The biggest opposition to Hansen’s bill last time, he said, didn’t come from immigration activists or the sizeable number of Hispanic lawmakers in Nevada’s Legislature.

“It was the casinos and the bigger contractors,” he said.

Nevada has boomed over the past decade as a place where those without a traditional education could still obtain a robust middle-class lifestyle.

That opportunity helped draw a sizeable Hispanic population — a percentage of whom are here illegally.

According to Department of Homeland Security estimates from 2010 — the most recent available — 260,000 Nevadans were “unauthorized immigrants,” a little less than 10 percent of the state’s population.

Hansen’s bill isn’t the only time Nevada’s powerful industries opposed an effort to institute an Arizona-type immigration law here.

During the heat of the 2010 U.S. Senate Republican primary, former Assemblyman Chad Christensen, R-Las Vegas, filed an initiative petition to put an Arizona law in front of Nevada voters. The state’s gaming lobby quickly stepped up to oppose the effort, including the Nevada Resort Association and Las Vegas Convention and Visitors Authority.

The industry argued such a law could lead to a tourism boycott of Nevada.

But the industry’s workforce is also heavily Hispanic, individuals who could be subjected to the racial profiling that opponents of Arizona’s law say it engenders.

Hansen said he contacted legislative staff on Monday after the Supreme Court ruling to have them draft the portions of his bill from last session, Assembly Bill 430, that would pass constitutional muster. He plans to introduce it during the 2013 Legislative session.

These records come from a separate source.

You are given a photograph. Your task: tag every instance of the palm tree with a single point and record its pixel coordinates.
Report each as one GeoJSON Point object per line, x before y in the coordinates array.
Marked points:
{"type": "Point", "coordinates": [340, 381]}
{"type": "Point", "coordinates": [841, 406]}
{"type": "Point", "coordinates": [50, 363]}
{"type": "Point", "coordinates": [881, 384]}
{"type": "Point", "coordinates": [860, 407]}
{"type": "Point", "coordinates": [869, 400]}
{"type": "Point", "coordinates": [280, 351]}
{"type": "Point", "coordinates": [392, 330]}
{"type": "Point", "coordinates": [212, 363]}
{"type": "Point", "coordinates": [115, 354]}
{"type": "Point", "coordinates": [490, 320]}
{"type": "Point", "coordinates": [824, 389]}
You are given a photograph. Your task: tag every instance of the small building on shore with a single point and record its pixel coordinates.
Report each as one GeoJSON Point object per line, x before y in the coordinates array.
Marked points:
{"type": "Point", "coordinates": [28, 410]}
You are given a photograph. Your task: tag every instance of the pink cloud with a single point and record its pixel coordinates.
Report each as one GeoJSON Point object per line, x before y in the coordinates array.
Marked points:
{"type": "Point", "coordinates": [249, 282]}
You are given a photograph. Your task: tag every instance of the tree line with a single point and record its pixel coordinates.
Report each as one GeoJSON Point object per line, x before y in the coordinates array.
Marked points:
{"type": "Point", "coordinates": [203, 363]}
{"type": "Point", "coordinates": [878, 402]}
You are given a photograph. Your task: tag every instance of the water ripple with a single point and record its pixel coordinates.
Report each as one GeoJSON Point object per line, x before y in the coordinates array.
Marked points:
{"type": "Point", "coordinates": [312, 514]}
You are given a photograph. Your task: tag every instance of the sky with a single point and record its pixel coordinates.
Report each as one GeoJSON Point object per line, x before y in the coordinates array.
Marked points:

Hansen said he campaigned on cracking down on illegal immigration in 2010 when he first ran for office.

AB 430 received a committee hearing in the 2011 Legislature but no vote. He attributes that not only to the Democratic leadership in the Assembly but also opposition from Nevada’s biggest industries.

“It’s cheap labor, bottom line,” said Hansen, who owns a plumbing company. “In a casino, they’re trying to (staff) up. If you go on a residential construction site, finding an English-speaking guy is pretty rare. They’re trying to do it at the lowest prices possible.”

He was unconcerned with fears of racial profiling, comparing it to police initially looking at males at a crime scene because they commit the bulk of the crimes.

“The bulk of people here illegally are coming from south of the border,” he said. “The bulk of illegals are from Mexico, Honduras, El Salvador, somewhere down there. It’s the same as looking for males at a bank robbery. It’s a perfectly rational way of looking at it. It’s not profiling.”

But any piece of that proposal is likely to draw significant opposition.

Gov. Brian Sandoval, a Republican, has said Nevada doesn’t need an Arizona-style law, though he had said he believed it to be constitutional before Monday’s ruling.

Resurrecting a portion of the Arizona immigration bill “is a bad idea,” said Maggie McLetchie, who at the time of Christensen’s proposal was an attorney with the ACLU of Nevada, which challenged his petition. “The fact that so many people acted so quickly to oppose it, and it was so coordinated, shows not only that there are constitutional concerns, but it’s also bad business for Nevada.”

In addition to the business opposition, Democrats, who are expected to maintain control of the Assembly, aren’t likely to take up Hansen’s mantle.

“Everyone from the governor on down has been pretty clear that something like that is not appropriate for the state of Nevada,” said Assemblywoman Lucy Flores, D-Las Vegas. “I certainly wouldn’t advocate for anything allowing for the racial profiling of people. I would advocate against this if (Hansen) were to try to submit it again — the same way I advocated against it last time.”

Anjeanette Damon contributed to this report.